The Challenge
GoDaddy is world’s largest domain name registrar company, with more than 16 million domain name registrations and 13 million customers. GoDaddy collects all the marketing related information for its customers to help them along in their customer’s lifecycle.
This marketing data is highly messy as it consists of data from Google Adwords, yahoo, bing etc. and thus it was a huge challenge for the GoDaddy team to get insights from this data.
Why Amazon Web Services
GoDaddy stores information on Amazon Simple Storage Service (Amazon S3), and processes data in parallel with Amazon Elastic MapReduce (Amazon EMR). EMR decouples compute and storage, giving us the ability to scale each independently and take advantage of the tiered storage of Amazon S3. With EMR, we can provision one, hundreds, or thousands of compute instances or containers to process data at any scale. The number of instances can be increased or decreased automatically using Auto Scaling (which manages cluster sizes based on utilization) and we only pay for what we use.

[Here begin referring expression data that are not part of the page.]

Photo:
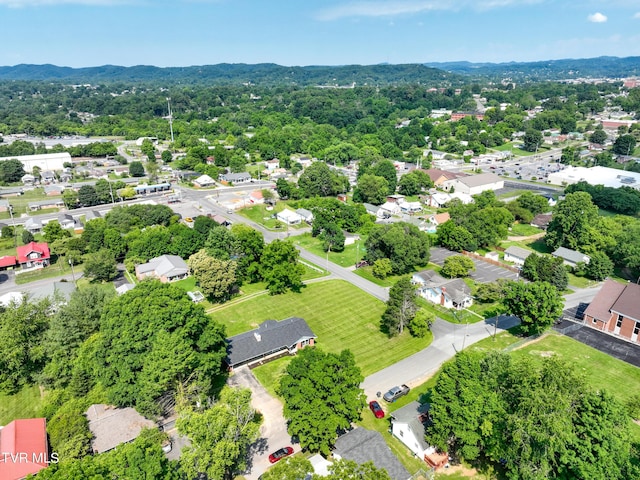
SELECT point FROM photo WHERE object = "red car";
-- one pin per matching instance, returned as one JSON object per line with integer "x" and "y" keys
{"x": 376, "y": 409}
{"x": 280, "y": 454}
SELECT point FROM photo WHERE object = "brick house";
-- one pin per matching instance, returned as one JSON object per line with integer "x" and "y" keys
{"x": 616, "y": 309}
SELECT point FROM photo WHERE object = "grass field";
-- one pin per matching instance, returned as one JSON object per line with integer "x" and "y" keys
{"x": 347, "y": 258}
{"x": 341, "y": 315}
{"x": 611, "y": 374}
{"x": 524, "y": 230}
{"x": 24, "y": 404}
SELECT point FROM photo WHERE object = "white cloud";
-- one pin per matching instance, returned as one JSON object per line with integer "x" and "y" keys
{"x": 597, "y": 18}
{"x": 382, "y": 8}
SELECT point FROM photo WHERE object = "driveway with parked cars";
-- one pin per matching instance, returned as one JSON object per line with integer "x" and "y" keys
{"x": 273, "y": 431}
{"x": 484, "y": 273}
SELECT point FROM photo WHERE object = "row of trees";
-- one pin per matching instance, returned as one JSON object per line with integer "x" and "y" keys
{"x": 535, "y": 421}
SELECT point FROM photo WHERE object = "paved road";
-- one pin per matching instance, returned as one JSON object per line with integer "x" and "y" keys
{"x": 449, "y": 338}
{"x": 273, "y": 431}
{"x": 485, "y": 272}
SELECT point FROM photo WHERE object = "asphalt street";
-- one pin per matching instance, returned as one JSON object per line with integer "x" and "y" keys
{"x": 448, "y": 339}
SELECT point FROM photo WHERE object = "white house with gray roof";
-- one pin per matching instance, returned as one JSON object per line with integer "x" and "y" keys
{"x": 450, "y": 293}
{"x": 474, "y": 184}
{"x": 166, "y": 268}
{"x": 361, "y": 445}
{"x": 270, "y": 340}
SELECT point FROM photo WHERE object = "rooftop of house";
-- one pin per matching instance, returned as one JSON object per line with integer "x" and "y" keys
{"x": 413, "y": 414}
{"x": 271, "y": 336}
{"x": 361, "y": 445}
{"x": 628, "y": 303}
{"x": 27, "y": 437}
{"x": 601, "y": 305}
{"x": 111, "y": 426}
{"x": 454, "y": 288}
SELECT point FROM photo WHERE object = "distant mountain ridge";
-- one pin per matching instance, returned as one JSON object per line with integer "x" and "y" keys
{"x": 225, "y": 73}
{"x": 609, "y": 67}
{"x": 431, "y": 74}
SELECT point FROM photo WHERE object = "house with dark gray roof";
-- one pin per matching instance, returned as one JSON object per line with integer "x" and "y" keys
{"x": 166, "y": 268}
{"x": 616, "y": 310}
{"x": 450, "y": 293}
{"x": 570, "y": 257}
{"x": 270, "y": 340}
{"x": 361, "y": 445}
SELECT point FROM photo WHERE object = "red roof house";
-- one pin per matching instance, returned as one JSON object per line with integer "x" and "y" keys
{"x": 616, "y": 309}
{"x": 7, "y": 261}
{"x": 23, "y": 448}
{"x": 33, "y": 255}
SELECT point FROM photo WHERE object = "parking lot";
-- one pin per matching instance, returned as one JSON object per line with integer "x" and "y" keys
{"x": 484, "y": 273}
{"x": 572, "y": 326}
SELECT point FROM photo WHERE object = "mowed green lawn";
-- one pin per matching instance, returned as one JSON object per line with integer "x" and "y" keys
{"x": 341, "y": 315}
{"x": 602, "y": 371}
{"x": 24, "y": 404}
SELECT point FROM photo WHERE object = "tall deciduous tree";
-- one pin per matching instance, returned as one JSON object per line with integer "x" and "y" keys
{"x": 401, "y": 307}
{"x": 537, "y": 304}
{"x": 402, "y": 243}
{"x": 322, "y": 395}
{"x": 22, "y": 328}
{"x": 152, "y": 339}
{"x": 457, "y": 266}
{"x": 215, "y": 277}
{"x": 279, "y": 267}
{"x": 573, "y": 222}
{"x": 220, "y": 436}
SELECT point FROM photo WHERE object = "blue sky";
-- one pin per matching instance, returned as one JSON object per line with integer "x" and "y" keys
{"x": 83, "y": 33}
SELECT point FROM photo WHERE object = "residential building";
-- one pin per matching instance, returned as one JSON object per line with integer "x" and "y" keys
{"x": 449, "y": 293}
{"x": 570, "y": 257}
{"x": 23, "y": 448}
{"x": 616, "y": 309}
{"x": 111, "y": 426}
{"x": 33, "y": 225}
{"x": 289, "y": 217}
{"x": 474, "y": 184}
{"x": 166, "y": 268}
{"x": 34, "y": 255}
{"x": 235, "y": 178}
{"x": 361, "y": 445}
{"x": 516, "y": 254}
{"x": 408, "y": 425}
{"x": 270, "y": 340}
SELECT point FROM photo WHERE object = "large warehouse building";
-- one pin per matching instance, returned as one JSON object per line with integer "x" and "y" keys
{"x": 45, "y": 161}
{"x": 609, "y": 177}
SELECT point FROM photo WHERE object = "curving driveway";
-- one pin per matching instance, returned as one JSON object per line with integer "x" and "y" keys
{"x": 273, "y": 431}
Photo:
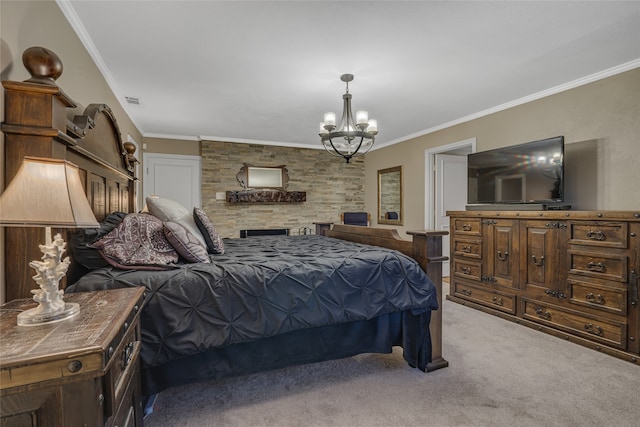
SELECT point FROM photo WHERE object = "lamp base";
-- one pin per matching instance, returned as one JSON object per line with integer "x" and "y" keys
{"x": 31, "y": 318}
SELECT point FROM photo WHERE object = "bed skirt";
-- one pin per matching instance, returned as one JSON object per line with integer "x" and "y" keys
{"x": 379, "y": 335}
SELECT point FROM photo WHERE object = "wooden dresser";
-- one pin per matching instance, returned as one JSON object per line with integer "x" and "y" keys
{"x": 573, "y": 274}
{"x": 80, "y": 371}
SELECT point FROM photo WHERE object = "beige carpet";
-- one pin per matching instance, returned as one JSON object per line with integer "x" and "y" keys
{"x": 500, "y": 374}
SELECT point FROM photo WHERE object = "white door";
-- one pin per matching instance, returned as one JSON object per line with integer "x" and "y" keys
{"x": 174, "y": 177}
{"x": 450, "y": 194}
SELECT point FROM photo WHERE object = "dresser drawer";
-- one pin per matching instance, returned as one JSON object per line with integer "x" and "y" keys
{"x": 499, "y": 300}
{"x": 467, "y": 269}
{"x": 609, "y": 299}
{"x": 599, "y": 265}
{"x": 598, "y": 233}
{"x": 467, "y": 248}
{"x": 606, "y": 331}
{"x": 467, "y": 226}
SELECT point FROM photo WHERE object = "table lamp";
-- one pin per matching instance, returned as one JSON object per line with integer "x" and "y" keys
{"x": 47, "y": 193}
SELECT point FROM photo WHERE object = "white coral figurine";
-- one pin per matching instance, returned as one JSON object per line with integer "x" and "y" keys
{"x": 50, "y": 270}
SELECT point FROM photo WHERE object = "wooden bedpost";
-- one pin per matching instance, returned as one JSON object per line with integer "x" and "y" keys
{"x": 427, "y": 251}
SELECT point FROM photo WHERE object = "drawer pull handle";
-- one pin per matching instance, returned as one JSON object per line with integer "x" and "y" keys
{"x": 127, "y": 355}
{"x": 594, "y": 329}
{"x": 536, "y": 262}
{"x": 596, "y": 299}
{"x": 74, "y": 366}
{"x": 596, "y": 266}
{"x": 542, "y": 313}
{"x": 596, "y": 235}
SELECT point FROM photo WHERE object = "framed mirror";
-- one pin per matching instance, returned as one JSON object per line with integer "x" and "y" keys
{"x": 263, "y": 177}
{"x": 390, "y": 208}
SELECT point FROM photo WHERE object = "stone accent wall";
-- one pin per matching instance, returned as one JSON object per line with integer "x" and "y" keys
{"x": 332, "y": 187}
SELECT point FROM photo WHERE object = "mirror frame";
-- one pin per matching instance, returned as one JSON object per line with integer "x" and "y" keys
{"x": 278, "y": 174}
{"x": 381, "y": 219}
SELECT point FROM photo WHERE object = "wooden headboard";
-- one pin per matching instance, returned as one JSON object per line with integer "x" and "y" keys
{"x": 42, "y": 121}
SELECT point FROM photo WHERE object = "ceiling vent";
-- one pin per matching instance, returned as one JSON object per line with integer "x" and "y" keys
{"x": 132, "y": 100}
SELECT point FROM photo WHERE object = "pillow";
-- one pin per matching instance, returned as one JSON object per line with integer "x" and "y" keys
{"x": 187, "y": 245}
{"x": 79, "y": 241}
{"x": 169, "y": 210}
{"x": 138, "y": 242}
{"x": 209, "y": 232}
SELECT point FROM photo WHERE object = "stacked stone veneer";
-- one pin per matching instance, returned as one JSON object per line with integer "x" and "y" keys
{"x": 332, "y": 187}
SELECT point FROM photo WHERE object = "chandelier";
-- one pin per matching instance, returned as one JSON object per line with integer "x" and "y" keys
{"x": 352, "y": 137}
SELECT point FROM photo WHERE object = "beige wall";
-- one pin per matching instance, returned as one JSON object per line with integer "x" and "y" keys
{"x": 41, "y": 23}
{"x": 601, "y": 125}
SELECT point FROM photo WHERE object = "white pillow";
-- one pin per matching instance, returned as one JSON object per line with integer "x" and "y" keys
{"x": 169, "y": 210}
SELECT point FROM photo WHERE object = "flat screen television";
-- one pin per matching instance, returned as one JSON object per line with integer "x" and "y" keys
{"x": 519, "y": 174}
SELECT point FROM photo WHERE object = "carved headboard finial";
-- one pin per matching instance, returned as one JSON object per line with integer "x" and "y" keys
{"x": 44, "y": 65}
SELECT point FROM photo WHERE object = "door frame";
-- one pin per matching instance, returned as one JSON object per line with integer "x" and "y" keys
{"x": 430, "y": 190}
{"x": 147, "y": 159}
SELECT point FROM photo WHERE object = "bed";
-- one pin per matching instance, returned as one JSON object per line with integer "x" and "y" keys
{"x": 391, "y": 288}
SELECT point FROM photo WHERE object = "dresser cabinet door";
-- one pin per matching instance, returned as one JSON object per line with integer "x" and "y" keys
{"x": 542, "y": 259}
{"x": 502, "y": 249}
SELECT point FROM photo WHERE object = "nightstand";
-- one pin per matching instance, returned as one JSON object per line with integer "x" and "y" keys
{"x": 80, "y": 371}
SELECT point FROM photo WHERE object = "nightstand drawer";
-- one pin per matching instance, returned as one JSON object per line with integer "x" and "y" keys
{"x": 89, "y": 363}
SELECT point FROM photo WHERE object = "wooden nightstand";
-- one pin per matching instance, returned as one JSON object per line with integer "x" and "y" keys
{"x": 80, "y": 371}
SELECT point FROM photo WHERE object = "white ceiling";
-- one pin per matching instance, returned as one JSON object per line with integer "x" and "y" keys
{"x": 267, "y": 71}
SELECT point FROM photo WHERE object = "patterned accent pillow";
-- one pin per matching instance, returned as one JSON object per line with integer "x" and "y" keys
{"x": 187, "y": 245}
{"x": 169, "y": 210}
{"x": 209, "y": 232}
{"x": 138, "y": 242}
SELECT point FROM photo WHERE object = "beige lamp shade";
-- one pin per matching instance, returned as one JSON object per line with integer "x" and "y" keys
{"x": 46, "y": 193}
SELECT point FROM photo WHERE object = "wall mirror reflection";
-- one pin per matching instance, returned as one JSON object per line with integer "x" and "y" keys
{"x": 390, "y": 196}
{"x": 263, "y": 177}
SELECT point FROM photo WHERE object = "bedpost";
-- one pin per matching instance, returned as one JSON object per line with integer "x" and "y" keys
{"x": 427, "y": 251}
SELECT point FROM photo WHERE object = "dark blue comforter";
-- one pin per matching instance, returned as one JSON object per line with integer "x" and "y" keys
{"x": 266, "y": 286}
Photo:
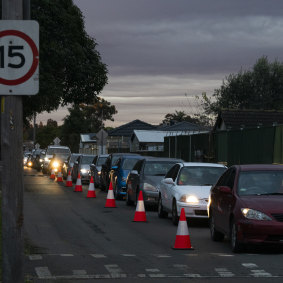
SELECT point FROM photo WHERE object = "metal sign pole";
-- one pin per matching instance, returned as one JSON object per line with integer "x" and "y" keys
{"x": 12, "y": 173}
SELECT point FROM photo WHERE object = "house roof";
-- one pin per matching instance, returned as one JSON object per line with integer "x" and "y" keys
{"x": 154, "y": 136}
{"x": 127, "y": 129}
{"x": 90, "y": 137}
{"x": 150, "y": 136}
{"x": 182, "y": 126}
{"x": 236, "y": 119}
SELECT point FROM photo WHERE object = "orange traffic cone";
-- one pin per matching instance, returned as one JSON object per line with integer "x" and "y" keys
{"x": 140, "y": 215}
{"x": 52, "y": 175}
{"x": 59, "y": 177}
{"x": 78, "y": 187}
{"x": 110, "y": 201}
{"x": 183, "y": 241}
{"x": 91, "y": 189}
{"x": 69, "y": 182}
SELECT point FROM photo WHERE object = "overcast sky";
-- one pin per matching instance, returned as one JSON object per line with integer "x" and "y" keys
{"x": 159, "y": 50}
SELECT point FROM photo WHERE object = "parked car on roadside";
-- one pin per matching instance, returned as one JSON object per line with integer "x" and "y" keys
{"x": 146, "y": 176}
{"x": 246, "y": 205}
{"x": 187, "y": 185}
{"x": 51, "y": 150}
{"x": 25, "y": 157}
{"x": 95, "y": 167}
{"x": 56, "y": 162}
{"x": 119, "y": 173}
{"x": 106, "y": 168}
{"x": 82, "y": 166}
{"x": 68, "y": 164}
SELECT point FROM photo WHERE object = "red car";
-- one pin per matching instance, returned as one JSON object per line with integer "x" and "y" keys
{"x": 246, "y": 204}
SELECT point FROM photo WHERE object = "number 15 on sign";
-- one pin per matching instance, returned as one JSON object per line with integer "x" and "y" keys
{"x": 19, "y": 57}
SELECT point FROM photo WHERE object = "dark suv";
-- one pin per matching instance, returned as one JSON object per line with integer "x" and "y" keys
{"x": 106, "y": 168}
{"x": 119, "y": 173}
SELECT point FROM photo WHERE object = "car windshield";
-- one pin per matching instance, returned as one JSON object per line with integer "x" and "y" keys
{"x": 62, "y": 157}
{"x": 129, "y": 163}
{"x": 199, "y": 175}
{"x": 114, "y": 159}
{"x": 101, "y": 160}
{"x": 260, "y": 183}
{"x": 157, "y": 168}
{"x": 87, "y": 159}
{"x": 51, "y": 151}
{"x": 74, "y": 158}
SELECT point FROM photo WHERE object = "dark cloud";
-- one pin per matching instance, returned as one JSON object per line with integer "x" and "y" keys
{"x": 157, "y": 50}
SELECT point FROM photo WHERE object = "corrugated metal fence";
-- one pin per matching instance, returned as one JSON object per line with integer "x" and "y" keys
{"x": 246, "y": 146}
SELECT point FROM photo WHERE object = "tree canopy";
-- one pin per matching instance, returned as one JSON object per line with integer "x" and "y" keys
{"x": 259, "y": 88}
{"x": 85, "y": 118}
{"x": 70, "y": 68}
{"x": 180, "y": 116}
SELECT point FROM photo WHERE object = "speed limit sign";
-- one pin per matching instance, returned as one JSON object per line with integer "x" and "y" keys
{"x": 19, "y": 57}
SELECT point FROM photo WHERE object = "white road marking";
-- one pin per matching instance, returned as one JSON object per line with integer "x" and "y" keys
{"x": 224, "y": 272}
{"x": 191, "y": 254}
{"x": 157, "y": 275}
{"x": 98, "y": 256}
{"x": 181, "y": 266}
{"x": 152, "y": 270}
{"x": 249, "y": 265}
{"x": 192, "y": 275}
{"x": 66, "y": 255}
{"x": 260, "y": 273}
{"x": 115, "y": 271}
{"x": 79, "y": 272}
{"x": 129, "y": 255}
{"x": 256, "y": 272}
{"x": 35, "y": 257}
{"x": 43, "y": 272}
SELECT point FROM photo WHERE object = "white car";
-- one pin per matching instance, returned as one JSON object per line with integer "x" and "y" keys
{"x": 187, "y": 185}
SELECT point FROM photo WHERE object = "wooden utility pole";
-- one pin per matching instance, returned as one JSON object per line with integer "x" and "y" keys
{"x": 12, "y": 173}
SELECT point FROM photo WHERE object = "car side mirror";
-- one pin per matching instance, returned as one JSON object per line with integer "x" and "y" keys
{"x": 225, "y": 189}
{"x": 168, "y": 181}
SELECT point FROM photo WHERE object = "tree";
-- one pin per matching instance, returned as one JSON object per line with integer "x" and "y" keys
{"x": 46, "y": 134}
{"x": 71, "y": 70}
{"x": 260, "y": 88}
{"x": 178, "y": 116}
{"x": 85, "y": 118}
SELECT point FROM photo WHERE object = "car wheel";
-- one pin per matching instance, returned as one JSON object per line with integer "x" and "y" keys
{"x": 128, "y": 201}
{"x": 161, "y": 212}
{"x": 215, "y": 235}
{"x": 235, "y": 245}
{"x": 175, "y": 218}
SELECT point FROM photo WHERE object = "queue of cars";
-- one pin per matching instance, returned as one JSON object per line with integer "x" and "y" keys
{"x": 243, "y": 203}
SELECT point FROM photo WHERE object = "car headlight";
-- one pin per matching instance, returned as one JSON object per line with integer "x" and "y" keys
{"x": 191, "y": 199}
{"x": 55, "y": 164}
{"x": 149, "y": 187}
{"x": 254, "y": 214}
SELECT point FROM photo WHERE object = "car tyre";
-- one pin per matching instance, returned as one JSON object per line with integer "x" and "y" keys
{"x": 215, "y": 234}
{"x": 128, "y": 201}
{"x": 175, "y": 217}
{"x": 161, "y": 212}
{"x": 235, "y": 245}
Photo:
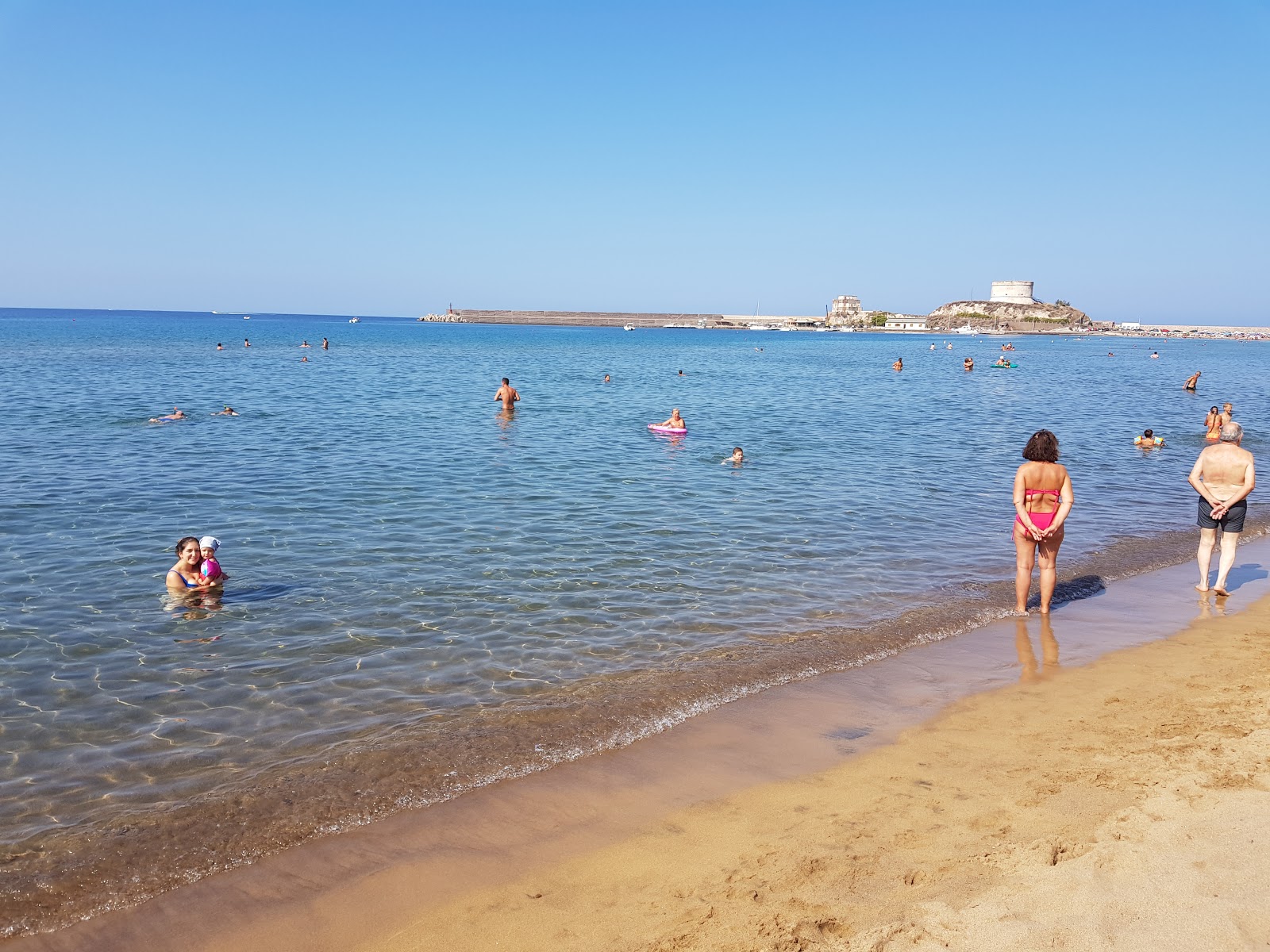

Running Critical Applications on AWS
Salesforce data is extracted in Amazon Simple Storgae Service (S3) in CSV format through API. Amazon EMR runs a Pyspark framework, which has automated the entire process of transformation, cleanup and loading data into S3 ADS Layer. Amazon Redshift table is created on top of this S3 ADS Layer. Tableau is connected to this redshift table via the Redshift connector, which allows analysts to analyze data and generate useful business insights.
The Benefits
The primary benefit to GoDaddy of moving to AWS is that enough resources are available to provide the services to customers of all sizes and onboard those customers in days. To generate deep insights with a more effective reporting process, GoDaddy turned to Virtue Tech to help deliver greater value for its client base by shifting time away from manual data wrangling and towards better analysis and insights.